I posted this in the coleus forum, but not a lot of action there. Maybe you guys and gals can help me.
I germinated several different coleus varieties a little over a month ago (March 10th) and here they are today (pics attached). They seem a little leggy, but I at least managed not to kill them from damping off, like so many of my others over the years. I rotate the trays daily so they don't lean to one side toward the window. (I wish I had a better light source.)
I'm wondering if these are too small to begin transplanting? Or have i waited too long? I don't want to wait until the roots are so tangled that I kill them, but I also don't want to disturb them prematurely. I'm thinking about going from these into trays of 12. Once they get a little larger, I'll harden them off and they'll go outside. I wish I had started a few months earlier than I did... had no idea it would take this long to get seeds going. Luckily, where I live coleus will thrive outside well into November, so I will hopefully get to enjoy them for a decent amount of time.
So, what should I do?
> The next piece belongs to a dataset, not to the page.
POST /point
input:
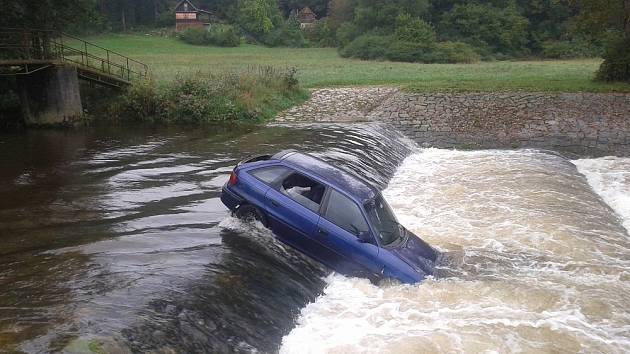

Pot 'em up now, or just let 'em hang out for a little longer?
Those are babies yet, but I wonder if they are getting enough light?
They need to grow several sets of true leaves before you transplant them to outdoors.
You might try transplanting some into other trays as they seem somewhat crowded.
After a few sets of true leaves are there----they probably will need pinching to make them bushy.
They need 2 sets of true leaves before you transplant them. I would then pot them into a 6-pack (Walmart) These are 1.5" sq. little pots attached together. That is what I use. In a larger pot, too much moisture since they seem to resent that.
Since you live in Florida, can't you harden them off now and bring them in at night if too cold so they will become sturdier with better light.
I think you can transplant a few with the first set of true leaves. Their roots will be less tangled then. You have so many that it is worth a try.
I used to grow them years ago and found that they are sensitive to overwatering.